JuniorDeveloper73@reddit

its the new buzzword like agents ,USA loves stupid shit one after another,you know gAmE cHaNgEr,things like that

[-]

cms2307@reddit

Crazy how someone that’s supposedly a newbie like you can have such strong opinions especially about the one of two countries releasing SOTA models

[-]

JuniorDeveloper73@reddit

of course all comes from USA

[-]

cms2307@reddit

Yeah we’re the champ I hope you think about that every time you run a model, China is no different with stealing data so if you don’t like it better quit using local llms

[-]

JuniorDeveloper73@reddit

And what about all the content from other countries Einstein???better stop using that part of the models.

[-]

cms2307@reddit

Nice job editing your comment and deleting your other one, if all you have to do is steal data then why hasn’t Argentina made a SOTA model? 🤣🤣 clearly it takes real talent and only two countries have it. Also, America is absolutely a country and not a continent, there’s three tectonic plates, the North American and Central American plates correspond to the continent of North America, and the South American tectonic plate corresponds to South America. The Americas aren’t even really physically connected because of the Darien gap and there was a water gap until 2.7 million years ago. Saying America is one continent is just Latin American cope.

[-]

JuniorDeveloper73@reddit

what comment deleted???America its a continent again go to shool.

[-]

cms2307@reddit

The content doesn’t train itself 🤷‍♂️

[-]

JuniorDeveloper73@reddit

lol you dont even have strong arguments.

[-]

Makers7886@reddit

hell yeah USA #1

[-]

fastlanedev@reddit

A harness is what enabled generated text to have an effect on the world around it by extracting/injecting/doing things with that generated text at runtime

[-]

natermer@reddit

They are talking about pi coding agent.

https://pi.dev/

It is described as a "harness" because it is designed to be extensible so you can essentially make your own personal agents out of it.

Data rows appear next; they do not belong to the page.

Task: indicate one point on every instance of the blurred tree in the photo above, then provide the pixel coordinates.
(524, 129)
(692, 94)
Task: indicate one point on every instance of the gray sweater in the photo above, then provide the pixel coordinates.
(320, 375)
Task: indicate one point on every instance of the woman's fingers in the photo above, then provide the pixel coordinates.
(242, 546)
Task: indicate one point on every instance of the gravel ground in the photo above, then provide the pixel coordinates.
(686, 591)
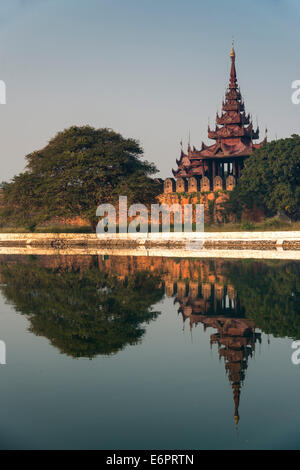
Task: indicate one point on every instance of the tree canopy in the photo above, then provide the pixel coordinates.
(271, 179)
(79, 169)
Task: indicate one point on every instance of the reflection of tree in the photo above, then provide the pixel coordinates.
(83, 312)
(270, 295)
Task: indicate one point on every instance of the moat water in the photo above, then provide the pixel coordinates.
(112, 352)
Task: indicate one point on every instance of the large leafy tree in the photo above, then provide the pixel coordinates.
(79, 169)
(271, 179)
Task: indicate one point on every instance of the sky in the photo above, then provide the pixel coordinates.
(153, 70)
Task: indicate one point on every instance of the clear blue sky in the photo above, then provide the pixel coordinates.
(149, 69)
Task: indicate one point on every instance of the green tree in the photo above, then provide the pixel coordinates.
(79, 169)
(271, 180)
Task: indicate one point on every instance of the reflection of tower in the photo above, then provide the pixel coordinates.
(217, 306)
(236, 340)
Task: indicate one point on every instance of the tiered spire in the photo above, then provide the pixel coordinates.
(234, 122)
(234, 134)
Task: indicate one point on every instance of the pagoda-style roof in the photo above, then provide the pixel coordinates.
(233, 133)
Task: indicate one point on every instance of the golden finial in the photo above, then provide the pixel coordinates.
(232, 52)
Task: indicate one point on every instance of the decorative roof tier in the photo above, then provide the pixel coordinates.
(233, 133)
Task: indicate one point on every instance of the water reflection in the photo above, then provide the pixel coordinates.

This is where OpenClaw came from. It was built on top of Pi.

[-]

cms2307@reddit

If all you have to do is steal content why hasn’t Argentina made a Sota model then 🤣🤣 clearly you need real talent and only two countries have it

[-]

rebelSun25@reddit

A harness is the "thing" you interact with as a user. You either use the CLI or some visual gui to type in some prompt, command, etc into this harness. Pi is just another harness, like opencode, github copilot, claude code, etc. It's very light. By light, I mean, that each harness comes with its own set of behaviours, tools by default. Pi is quite minimal and it relies on just 4 tools to begin with.

[-]

imshookboi@reddit

its basically a bare minimum coding agent harness (some use the term agent framework or agent runtime). Think of it this way: Claude code is like 65k tokens sent to the model before your request is even included Pi I think is less than 1k. Way less features but it'll eat less tokens which is important with local models.

[-]

reality_comes@reddit

Harness is the new word to describe the software that runs an AI model as an agent. Pi is a popular one for coding specifically.

The harness basically is trying to replicate what the human does, make plans, take actions, make memories, remember things that are important, monitor progress, test, reconfigure, test again, throw a tantrum and delete the whole codebase, etc.